Als een dienst een nieuwe vrijwilligerswerking of -taak wil opstarten, is het goed dat ze dat eerst voorlegt aan de vrijwilligersverantwoordelijke van het lokaal bestuur. De dienst beantwoordt enkele vragen over deze nieuwe vrijwilligerstaak. Zo worden vrijwilligers doordacht ingezet in het lokale bestuur. Met dank aan de gemeente Wichelen ontdek je hier enkele inspirerende vragen die je de diensten kan voorleggen als ze een nieuwe vrijwilligerswerking willen opstarten.
Ga als vrijwilligersverantwoordelijke na of het vrijwilligerswerk op een kwalitatieve manier kan georganiseerd worden en of deze past in de visie van het lokale bestuur op vrijwilligerswerk. Indien je op basis van de antwoorden van de dienst twijfels hebt bij een nieuwe vrijwilligerstaak, ga erover in gesprek met de dienst en bekijk hoe de taak of de omkadering eventueel kan aangepast worden zodat ze wel voldoet aan jullie voorwaarden. Of kom tot de conclusie dat het eenvoudig niet thuishoort in het vrijwilligerswerk.
Als lokaal bestuur kun je beroep doen op heel wat kanalen om jullie vrijwilligerswerking bekend te maken: via het gemeenteblad, website, personeel, bestaande vrijwilligers, loketten, partnerorganisaties, lokale pers, lichtbord,… Dankzij een gecoördineerd beleid kun je al deze instrumenten veel effectiever en efficiënter inzetten. Denk bijvoorbeeld aan een vast topic over vrijwilligerswerk in jullie gemeenteblad waarbij je telkens enkele vacatures en verhalen van vrijwilligers van enkele diensten in de kijker zet.
Plaats vrijwilligersvacatures op je website. Dankzij onze vacaturewidget tools.vrijwilligerswerk.be kan dat zelfs heel eenvoudig. De vacatures die jullie verspreiden op www.vrijwilligerswerk.be, komen dan automatisch ook terecht op jullie eigen website. Maak gebruik van sjablonen zodat de vacatures uniform zijn in het lokaal bestuur.
In de meeste gevallen zal de vrijwilligerscoach van de dienst waar de vrijwilliger aan de slag wil, de kandidaat-vrijwilliger ontvangen en het eerste kennismakingsgesprek voeren. Hebben de coach en de vrijwilliger er allebei een goed gevoel bij en kan de vrijwilliger starten, dan kunnen ze samen de afsprakennota overlopen.

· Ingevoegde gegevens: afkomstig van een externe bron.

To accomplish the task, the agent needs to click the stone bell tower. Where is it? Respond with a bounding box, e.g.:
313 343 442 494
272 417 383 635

Vrijwilligers die echter nog niet weten wat ze willen doen in het lokale bestuur, kunnen terecht bij de vrijwilligersverantwoordelijke. Deze kan de verschillende mogelijkheden in het lokale bestuur overlopen met de vrijwilliger en samen met de vrijwilliger op zoek gaan naar een geschikte match vanuit de talenten en interesses van de vrijwilliger. Dit standaard intakeformulier kan daarbij helpen.
De vele opportuniteiten die jullie te bieden hebben, zijn een belangrijke troef voor jullie als lokaal bestuur. Komt een kandidaat niet in aanmerking voor een taak of de interesse blijkt toch niet zo groot, heb je nog heel wat alternatieven om voor te stellen. Een vrijwilliger hoeft ook niet altijd op dezelfde plek blijven vrijwilligen. Deze kan gerust op termijn doorschuiven naar een andere plek of dienst.
Met een aantrekkelijke brochure kun je als verantwoordelijke de werking voorstellen. Welke taken kunnen vrijwilligers opnemen? Waar komen ze terecht? Wat bieden jullie jullie vrijwilligers? In Mol maken ze gebruik van hun vrijwilligersgids om kandidaat-vrijwilligers te informeren over enerzijds de vrijwilligerswetgeving en anderzijds het aanbod aan vrijwilligerswerk binnen het lokaal bestuur.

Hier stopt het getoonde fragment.